His global research line deals with genetic, biochemical, metabolic, molecular, ecological and evolutionary processes that are relevant to make agriculture and forestry more sustainable, focusing on various widely cultivated horticultural, cereal and woody species. The approach is integrative, trying to simultaneously address three aspects: resilience-productivity-quality.
It is divided into two departments: Plant Genetics and Breeding Department, and Viticulture and Forest Department, and eight research groups:
Agrosystems Biology, Plant Development Genetics, Genetics, Breeding and Biochemistry of Brassica Crops, Maize Genetics and Breeding, Evolutionary Ecology of Plant-Herbivore Interactions, Forest Genetics and Ecology, Viticulture, Olive and Rose, and Crop Adaptation and Sustainability
- Agrosystems Biology. It raises transdisciplinary objectives and strategies to face global problems of cultivated species and that can be the object of horizontal transfer of knowledge and technology, incorporating plant genetic resources as a source of studies of diversity and genetics, and carrying out improvement programs for the development of new varieties. genetically enhanced. It studies the interactions of plants and their agrosystem in legumes, horticultural crops and ornamentals, including the soil microbiota.
- Plant Development Genetics. The objectives of his line of research are the architecture of the plant, the flowering, the development and ripening of the fruit and the dehiscence of the seed. They constitute, in turn, relevant milestones in the current conceptual framework of plant genetics and genomics.
- Genetics, Breeding and Biochemistry of Brassica Crops. It studies the nutritional quality and resistance to stress and its application in the improvement of horticultural brassica crops, with special emphasis on secondary metabolites and their role in nutrition, health and resistance to biotic and abiotic stresses.
- Maize Genetics and Breeding. It studies the genetic mechanisms that control the resistance to stresses, the quality and the production of the corn crop for application to the improvement of corn for food (animal and human) and industrial uses and the conservation of its biodiversity.
- Evolutionary Ecology of Plant-Herbivore Interactions. It is dedicated to the study of eco-evolutionary processes that affect plant-herbivore interactions, to predict how climate change will influence plant-herbivore interactions and to management strategies in agroforestry systems.

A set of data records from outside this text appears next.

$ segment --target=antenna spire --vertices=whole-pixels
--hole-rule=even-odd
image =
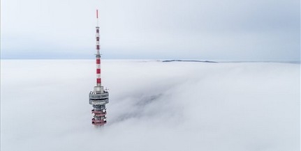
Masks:
[[[96,20],[97,20],[97,26],[98,26],[98,10],[96,9]]]

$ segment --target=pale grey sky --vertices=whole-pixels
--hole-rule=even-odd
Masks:
[[[299,61],[299,0],[3,0],[3,58]]]

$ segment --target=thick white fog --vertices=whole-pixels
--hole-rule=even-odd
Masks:
[[[103,61],[96,129],[94,63],[1,60],[1,150],[300,149],[300,64]]]

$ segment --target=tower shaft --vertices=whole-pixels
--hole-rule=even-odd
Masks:
[[[98,13],[96,10],[96,19],[98,22]],[[95,127],[101,127],[107,122],[105,115],[107,111],[105,104],[109,102],[109,93],[103,89],[101,86],[101,45],[100,45],[100,35],[99,35],[99,26],[96,28],[96,86],[94,86],[94,91],[91,91],[89,94],[89,103],[93,106],[91,113],[94,114],[92,118],[92,125]]]

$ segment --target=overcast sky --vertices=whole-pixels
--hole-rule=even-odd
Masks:
[[[299,0],[3,0],[1,58],[299,61]]]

- Forest Genetics and Ecology. Studies the genetics and ecology of resistance to insects and pathogens in forest species as determinants of phenotypic variation in resistance characters and tolerance to diseases and pests. The line of research seeks to know the repercussions and determine possible applications to health and sustainable forest management.
- Viticulture, Olive and Rose. It is dedicated to the botanical, histological, agronomic and molecular description of autochthonous varieties of vine and olive tree; to the quantification of the resistance to fungal diseases and biochemical / physiological defense mechanisms of the plant against fungi; intra / intervarietal-terroir variability-new cultivation management and the use of wine / olive residues to obtain new products.
- Crop Adaptation and Sustainability. It studies the genetic variation and the response to selection in important characters for the adaptation of crops to the environment (such as early vigor, flowering and senescence) and in characters of relevance in sustainable cultivation (such as the efficient use of nitrogen, yield, humidity and quality of residual biomass).